2 Samuel verse 11 recounts the beginning of the relationship between King David and Bathsheba. Wouldn’t it have been fascinating if, as part of his plan, David sent a letter to Uriah (Bathsheba’s husband) after he left for battle, so as to provide plausible deniability for Uriah being killed so David could marry Bathsheba? What if that letter was not only never delivered, but if it were found today, complete with King David’s seal, and if it were marked in ancient Hebrew with the phrase “Undeliverable. Return to sender.” Where would David’s letter be returned to?
If such a letter were discovered, it would be just one of numerous archaeological finds in recent decades pointing to the veracity of the Biblical account of King David in specific, and his and the Jewish people’s unbreakable connection to Jerusalem. Until the City of David was discovered some 150 years ago, and excavations began just a few decades ago, people could legitimately point to the lack of actual proof of King David’s existence, making Biblical narrative speculative. Since then, the indisputable proof of all the evidence makes it impossible to refute with any integrity, and casts a cloud of dishonesty on those who would still deny David’s existence, building his kingdom in Jerusalem, and being the center of Jewish life for 3000 years.

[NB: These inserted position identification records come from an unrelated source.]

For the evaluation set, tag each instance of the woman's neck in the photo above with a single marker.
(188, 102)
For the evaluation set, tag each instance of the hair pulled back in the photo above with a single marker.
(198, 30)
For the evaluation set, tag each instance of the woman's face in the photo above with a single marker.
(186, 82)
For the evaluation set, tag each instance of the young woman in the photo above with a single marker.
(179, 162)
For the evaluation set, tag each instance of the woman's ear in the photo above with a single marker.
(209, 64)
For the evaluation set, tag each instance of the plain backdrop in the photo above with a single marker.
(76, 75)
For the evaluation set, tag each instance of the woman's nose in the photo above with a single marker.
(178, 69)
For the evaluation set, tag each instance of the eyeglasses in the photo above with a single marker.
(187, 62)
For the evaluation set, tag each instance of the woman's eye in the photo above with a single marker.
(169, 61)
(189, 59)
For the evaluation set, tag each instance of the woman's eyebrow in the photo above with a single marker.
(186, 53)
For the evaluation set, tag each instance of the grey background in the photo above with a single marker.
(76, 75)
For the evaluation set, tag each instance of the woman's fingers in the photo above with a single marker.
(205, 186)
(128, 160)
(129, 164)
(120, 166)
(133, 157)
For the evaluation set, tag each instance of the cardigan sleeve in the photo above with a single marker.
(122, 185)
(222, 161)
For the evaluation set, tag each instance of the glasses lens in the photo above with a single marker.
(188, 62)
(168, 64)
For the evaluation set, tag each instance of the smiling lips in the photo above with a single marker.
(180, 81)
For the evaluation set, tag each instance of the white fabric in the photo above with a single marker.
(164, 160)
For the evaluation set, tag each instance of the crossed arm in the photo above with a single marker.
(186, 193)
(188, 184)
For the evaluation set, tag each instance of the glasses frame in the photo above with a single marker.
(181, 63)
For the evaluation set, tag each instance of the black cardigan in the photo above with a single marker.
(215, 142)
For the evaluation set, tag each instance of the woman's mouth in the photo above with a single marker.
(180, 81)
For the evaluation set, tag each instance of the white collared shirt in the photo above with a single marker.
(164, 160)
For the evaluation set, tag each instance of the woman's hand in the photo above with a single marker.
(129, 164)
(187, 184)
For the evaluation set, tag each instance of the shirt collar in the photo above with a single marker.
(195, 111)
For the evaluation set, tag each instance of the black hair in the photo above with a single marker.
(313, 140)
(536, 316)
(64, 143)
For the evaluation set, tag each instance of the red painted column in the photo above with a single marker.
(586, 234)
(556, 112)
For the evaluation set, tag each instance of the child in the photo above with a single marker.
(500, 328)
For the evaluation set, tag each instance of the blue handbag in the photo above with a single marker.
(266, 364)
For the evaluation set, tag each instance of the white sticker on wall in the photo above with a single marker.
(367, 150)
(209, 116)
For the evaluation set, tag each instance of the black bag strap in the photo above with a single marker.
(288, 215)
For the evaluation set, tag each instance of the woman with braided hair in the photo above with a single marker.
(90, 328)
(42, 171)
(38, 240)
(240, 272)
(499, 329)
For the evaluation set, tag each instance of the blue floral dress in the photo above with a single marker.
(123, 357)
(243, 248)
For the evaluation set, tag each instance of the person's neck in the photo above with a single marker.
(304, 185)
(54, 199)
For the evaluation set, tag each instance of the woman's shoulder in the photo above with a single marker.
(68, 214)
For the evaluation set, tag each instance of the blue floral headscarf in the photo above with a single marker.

The City of David is exactly where King David’s palace existed. That’s where his letter to Uriah would have been written, and be returned to. Standing there, reading the account of his seeing Bathsheba, you can imagine exactly where that took place. In recent decades, the archeological evidence unearthed has been extraordinary. It includes something as mundane as an ancient toilet from which scientists have been able to determine what Jerusalem’s residents ate while under siege. It includes the excavation of the Pilgrim’s Road, upon which millions of Jewish pilgrims walked as they ascended to the Temple. The millions included average Jews coming to fulfill their Biblical obligation, and more famous ones such as Jesus, coming to Jerusalem from all over the Land of Israel. Among the remarkable evidence discovered on the Pilgrim’s Road are first century coins, and a bell from the garment of the High Priest. But there’s much more.
Recently, I asked Ze’ev Orenstein, director of international affairs for the City of David, “What’s new in the ancient City of David?” Other than talking about the continued excavations of the Pilgrims Road, which is not yet open to the public, he shared some fascinating ancient things being newly unveiled in the modern time. Prior to our conversation, I had a private tour with Shira, an outstanding guide, who brought to life what was the original Jerusalem. This included walking along much of the Pilgrim’s Road which is not yet open to the public, and seeing how the excavations are continuing to take place.
Ze’ev shared that in addition to those continued excavations, during the last weeks of 2022, plans were announced to excavate the remaining two-thirds of the Pool of Siloam, a Biblical site significant to Christians and Jews. The Pool of Siloam sits at the lower foot of the Pilgrim’s Road and is the place where the millions would participate in a ritual purification before ascending about half a mile to the Temple itself.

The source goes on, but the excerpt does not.